PR has always been about getting your story in front of the right people at the right time. What has changed is that "the right people" now includes AI systems, and "the right time" is increasingly before a human ever enters the picture.
1. LLM Visibility Is the New First Page of Google
When a prospect asks ChatGPT who the best financial advisor is in their city, they get a curated answer — not ten blue links. Smart PR teams are now actively tracking their LLM visibility alongside traditional search rankings and publishing structured, citation-worthy content specifically designed to be referenced by AI engines. This discipline — Generative Engine Optimization (GEO) — is nascent, and the early movers are getting an outsized share of AI-referred traffic.
2. Thought Leadership Has Moved from Bylines to AI Training Data
The goal of executive thought leadership is no longer just getting bylines in trade publications. The bigger opportunity is ensuring your executives' ideas are the ones AI engines have internalized and cite. Winning brands publish detailed, original-data-backed content — proprietary research, industry surveys, data analyses — that no AI can generate because it does not exist anywhere else.

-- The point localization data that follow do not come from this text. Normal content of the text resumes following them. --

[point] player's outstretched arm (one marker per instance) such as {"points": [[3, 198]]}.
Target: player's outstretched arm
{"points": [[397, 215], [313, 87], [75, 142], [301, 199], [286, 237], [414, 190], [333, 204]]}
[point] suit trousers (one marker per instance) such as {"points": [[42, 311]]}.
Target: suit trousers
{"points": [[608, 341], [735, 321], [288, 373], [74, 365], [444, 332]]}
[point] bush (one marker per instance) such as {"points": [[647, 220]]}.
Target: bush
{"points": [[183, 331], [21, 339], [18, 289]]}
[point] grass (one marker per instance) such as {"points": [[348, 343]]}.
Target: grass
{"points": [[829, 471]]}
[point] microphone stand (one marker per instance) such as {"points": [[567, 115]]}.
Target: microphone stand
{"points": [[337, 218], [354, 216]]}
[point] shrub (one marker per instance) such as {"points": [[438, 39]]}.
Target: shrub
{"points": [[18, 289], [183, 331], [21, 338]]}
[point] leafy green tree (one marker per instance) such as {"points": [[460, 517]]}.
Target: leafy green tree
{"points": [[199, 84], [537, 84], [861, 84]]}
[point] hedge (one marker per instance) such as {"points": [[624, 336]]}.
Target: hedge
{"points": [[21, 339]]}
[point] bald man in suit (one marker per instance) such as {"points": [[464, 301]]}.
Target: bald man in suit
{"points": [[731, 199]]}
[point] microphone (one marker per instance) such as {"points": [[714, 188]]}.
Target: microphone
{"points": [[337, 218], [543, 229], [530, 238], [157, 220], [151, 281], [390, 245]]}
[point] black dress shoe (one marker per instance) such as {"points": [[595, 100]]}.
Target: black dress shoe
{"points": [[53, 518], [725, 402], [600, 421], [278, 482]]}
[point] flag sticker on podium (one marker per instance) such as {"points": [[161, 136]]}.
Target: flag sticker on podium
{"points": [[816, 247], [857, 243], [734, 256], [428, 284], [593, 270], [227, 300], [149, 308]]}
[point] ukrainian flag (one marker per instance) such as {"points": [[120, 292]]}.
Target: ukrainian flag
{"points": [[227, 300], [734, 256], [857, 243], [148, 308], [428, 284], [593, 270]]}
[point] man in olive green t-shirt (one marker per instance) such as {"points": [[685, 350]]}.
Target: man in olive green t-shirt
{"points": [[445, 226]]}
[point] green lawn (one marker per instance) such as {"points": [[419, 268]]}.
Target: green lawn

3. Employee Advocacy Is Outperforming Brand Channels
Employee-generated content is outperforming branded content by significant margins across LinkedIn, X, and Substack. The brands doing this well give employees frameworks, data, and interesting angles — then let the individual voice drive the actual post. The result feels genuine because it is.
4. Hyper-Personalized Media Pitching Has Replaced Spray-and-Pray
Mass press release distribution to 500 journalists is effectively dead. What works now: highly targeted pitches (often 10–30 journalists) with genuine relevance to the journalist's specific beat and recent work. AI has made this both easier and more expected — tools like Clay can research a journalist's recent articles and help craft a pitch that actually connects.
5. Data-Driven Storytelling Is Now Table Stakes
Editors at tier-one publications routinely reject story pitches not backed by original data. What cuts through: proprietary surveys, platform data you have exclusive access to, experiments you ran, or analysis requiring domain expertise no AI has. If anyone else could have run the analysis, it is not a story worth pitching.
6. Crisis Communications Readiness Is a Competitive Advantage
In an era when a viral post can move from Twitter to national news in four hours, PR crisis preparation is no longer optional. AI monitoring tools now surface brand mentions across the web in near real-time. The question is not whether you will face a reputation challenge — it is whether you will be ready to respond in the 30-minute window that matters most.
7. Local and Niche Authority Beats General Visibility
Being the most cited financial advisor in Syracuse, or the most visible employment law firm in the Hudson Valley, drives more qualified leads than being dimly visible nationally. AI engines reinforce this by citing local and niche experts for locally-inflected queries. The strategy for most service businesses: own your niche and geography before expanding.
The Underlying Shift
Authority is replacing visibility as the primary currency of effective PR. It used to be enough to get mentioned. Now you need to be cited — by journalists, by industry analysts, and increasingly by AI engines that are becoming the first stop for buying decisions.